Nervous waitresses turned off the lights and stopped serving. Ann Moody, Pearlena Lewis, and Memphis Norman sat impassively on the stools as word spread through town and a crowd of white men assembled around them.

It started with a few insults and grew into something unspeakable. Raucous teenagers dumped ketchup and mustard on the heads of the demonstrators. Then an ex-policeman named Benny Oliver grabbed Memphis Norman and threw him to the floor. He was stomped and kicked in the head while white cops stood by and watched.

When word of the sit-in reached NAACP headquarters, Medgar Evers wanted to ride over to Woolworth’s, but John Salter talked him out of it. Salter went, along with some others, and waded into an ugly, surreal scene. Reporters and photographers and TV crews hovered around the counter while the mob threw food and screamed and slapped at the demonstrators. Norman had been hauled away unconscious, under arrest for disorderly conduct. Joan Trumpauer, the white student activist at Tougaloo, took his place and others came to join her. Salter sat down with them. A radio reporter was calling out the blows like a sports announcer at a ball game. Bam! Someone hit Salter on the side of the head, nearly knocking him off the stool. Crack! Another blow from behind. Someone threw a mixture of water and pepper into Salter’s eyes.

Medgar Evers later told Salter that FBI agents were in the store that day. They took notes but made no move to stop the violence. Police broke up the mob only when they started to smash the merchandise.

Many pictures were taken of this scene. One in particular captured the moment and went out over the wires to newspapers around the country. It shows John Salter hunched over the stainless steel counter covered with blood and ketchup and globs of mustard, his blond crew cut dusted with salt and sugar.

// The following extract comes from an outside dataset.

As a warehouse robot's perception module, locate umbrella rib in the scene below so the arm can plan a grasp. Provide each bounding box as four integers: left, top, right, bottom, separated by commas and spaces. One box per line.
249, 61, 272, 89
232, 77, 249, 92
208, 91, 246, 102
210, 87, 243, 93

Behind him a teenager in a checked shirt reaches to pour a canister of sugar over Trumpauer’s neatly coiled hair and down the back of her summer dress. Ann Moody, covered with slop, stares down at her hands, holding back tears. The mob is literally on top of them, leering boys laughing and dragging on cigarettes. There are no police visible in the frame. There is one older man clearly seen at the edge of the mob: Red Hydrick seems to be pushing his way to the front with a hungry, excited grin on his face.